By Thursday morning the NLD had swept up 273 seats, 56 short of an outright majority. It is almost certain to smash through that marker, with more official results due to be released on Thursday.
In statements released via Facebook, Thein Sein and the powerful army chief Min Aung Hlaing congratulated Suu Kyi's party, vowed to respect the poll result and work with the new government.
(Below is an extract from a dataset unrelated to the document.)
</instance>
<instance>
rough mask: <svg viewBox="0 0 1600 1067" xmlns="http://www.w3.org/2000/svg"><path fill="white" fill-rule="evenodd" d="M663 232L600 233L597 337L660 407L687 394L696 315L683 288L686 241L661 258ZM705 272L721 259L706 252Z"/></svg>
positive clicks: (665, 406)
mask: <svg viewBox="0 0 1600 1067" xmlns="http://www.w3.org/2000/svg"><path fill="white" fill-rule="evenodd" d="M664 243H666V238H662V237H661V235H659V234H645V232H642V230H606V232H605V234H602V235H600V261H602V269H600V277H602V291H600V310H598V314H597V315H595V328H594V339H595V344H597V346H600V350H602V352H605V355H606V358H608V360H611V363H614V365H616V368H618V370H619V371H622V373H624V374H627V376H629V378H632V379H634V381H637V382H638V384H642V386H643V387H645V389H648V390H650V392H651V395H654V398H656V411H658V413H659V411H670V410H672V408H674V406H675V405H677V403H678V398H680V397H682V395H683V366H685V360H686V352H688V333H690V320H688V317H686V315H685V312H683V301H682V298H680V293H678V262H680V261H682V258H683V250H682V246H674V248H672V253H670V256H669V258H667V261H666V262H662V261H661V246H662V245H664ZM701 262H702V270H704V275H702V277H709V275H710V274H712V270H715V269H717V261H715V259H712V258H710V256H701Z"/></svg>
The army chief repeated his position to military top brass, vowing "co-operation with the new government during the post-election period," according to a statement posted on his Facebook page Thursday.
Suu Kyi on Wednesday called for national reconciliation talks with the army chief and Thein Sein, stressing the need for a peaceful transition.
Many NLD supporters remain deeply suspicious of the army and its parliamentary allies, who are notorious for political sleight of hand and crackdowns on democracy movements that have left hundreds dead and thousands jailed.
Suu Kyi's party won a 1990 election by a landslide only for the army to ignore the result and tighten its grip on power.
In an indication of the days and weeks of manoeuvring through Myanmar's treacly politics that lie ahead, NLD spokesman Nyan Win said the call for talks was "our first move... to help a smooth transfer of power."
While its political proxy, the USDP, faces annihilation at the polls, the army has its stake in future carved out under a constitution it wrote.
It is gifted 25 per cent of all parliamentary seats, as well as control of Myanmar's security apparatus -- meaning it will retain immense practical powers as a counterpoint to the NLD's popular mandate.
Suu Kyi's own path to power is also blocked by the 2008 constitution that bars anyone with foreign children -- or husband -- from the presidency.
Her sons are British as was her late husband -- who died in Britain while she was under house arrest in Myanmar.
'Mother Suu', as she is affectionately known, has said a democratic government would not seek to punish historic abuses by the military and a large parliamentary majority would increase her leverage against the army bloc.
But ahead of elections she struck a defiant note, saying she would take a position "above the president" in the event of an NLD win.
Now her party is poised for power it is likely she will put forward a proxy for the role, a move which could set her on collision course with the army.
Shwe Mann, a former general who is also a parliamentary speaker, has been previously tipped as a compromise candidate for the top office.
He was also invited to talks with Suu Kyi despite being sidelined by the USDP and losing his seat in the election.
Under Myanmar's complicated political system President Thein Sein holds his role until March next year, leaving a months-long interregnum that observers fear could allow political problems to incubate.